Desse modo, igualmente como ocorreu quando da apreciação do Projeto de Lei de Diretrizes Orçamentárias (PLDO) para 2001, para minha surpresa, e mais, para minha decepção, Srªs e Srs. Senadores, vejo se repetir, no exame do PLDO para 2002, o descaso com que é tratado o atendimento do direito à moradia e ao que foi determinado na Constituição.

Naquela oportunidade, diante de toda aquela carência, o Projeto de LDO para 2001 mandado pelo Governo previa apenas a construção de apenas doze mil e setecentas e oito unidades habitacionais. Apenas para se ter uma idéia, alertei que, nesse ritmo, considerando que 94% da demanda por residências ocorrem nas classes sociais mais baixas, não atendidas, historicamente, pelo SFH, seriam necessários não apenas onze anos, mas quatrocentos anos para a erradicação do déficit habitacional brasileiro, isso sem se levar em conta o aumento populacional. Mas o pior estava por vir.

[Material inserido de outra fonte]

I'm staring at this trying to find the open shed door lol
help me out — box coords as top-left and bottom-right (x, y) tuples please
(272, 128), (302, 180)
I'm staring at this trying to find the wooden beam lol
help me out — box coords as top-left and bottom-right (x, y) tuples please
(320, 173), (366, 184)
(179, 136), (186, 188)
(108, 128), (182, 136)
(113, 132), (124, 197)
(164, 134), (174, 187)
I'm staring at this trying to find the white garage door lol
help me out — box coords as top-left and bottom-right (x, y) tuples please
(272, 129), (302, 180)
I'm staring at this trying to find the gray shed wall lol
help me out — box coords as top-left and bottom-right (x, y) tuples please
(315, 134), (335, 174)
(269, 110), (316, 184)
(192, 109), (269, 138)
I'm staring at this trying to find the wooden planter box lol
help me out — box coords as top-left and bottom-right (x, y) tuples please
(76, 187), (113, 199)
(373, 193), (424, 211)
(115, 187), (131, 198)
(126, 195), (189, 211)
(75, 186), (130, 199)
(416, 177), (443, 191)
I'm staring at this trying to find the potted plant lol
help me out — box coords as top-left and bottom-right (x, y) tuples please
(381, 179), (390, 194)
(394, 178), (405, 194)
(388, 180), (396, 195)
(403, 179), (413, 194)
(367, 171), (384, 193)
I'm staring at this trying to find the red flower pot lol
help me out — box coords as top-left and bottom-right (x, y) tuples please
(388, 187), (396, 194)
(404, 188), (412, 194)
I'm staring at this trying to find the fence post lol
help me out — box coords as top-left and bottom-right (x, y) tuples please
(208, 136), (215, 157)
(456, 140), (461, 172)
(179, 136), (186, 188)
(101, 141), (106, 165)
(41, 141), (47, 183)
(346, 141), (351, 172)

Na elaboração do Projeto de Lei do Orçamento para 2001, entretanto, o Governo reduziu aquela previsão da PLDO/2001 para irrisórias mil e cento e cinqüenta e quatro unidades habitacionais! Isso mesmo! Reduziu de doze mil e setecentas e oito para mil e cento e cinqüenta e quatro unidades!

Mas o quadro de deterioração não ficou nisso! Na PLDO para 2002 não está prevista a construção de nenhuma unidade habitacional para as famílias carentes!

Em que pese o fato de o Governo estar prevendo, dentro do Programa Morar Melhor, voltado para pequenos Municípios, implantar saneamento básico, melhorar as condições de habitabilidade e outras ações, o número de famílias a serem beneficiadas foi pouco superior a cento e dez mil, no caso de saneamento, e de apenas dezesseis mil e quatrocentos e cinco, no caso de melhoria das condições de habitabilidade. O Senador Saturnino conhece a realidade das favelas do Rio de Janeiro. O substitutivo da Relatora, atendendo parcialmente às nossas emendas, está elevando esses números para duzentas mil e trinta mil famílias, respectivamente. Esses números, se não são os ideais, pelo menos melhoram substancialmente o alcance da PLDO.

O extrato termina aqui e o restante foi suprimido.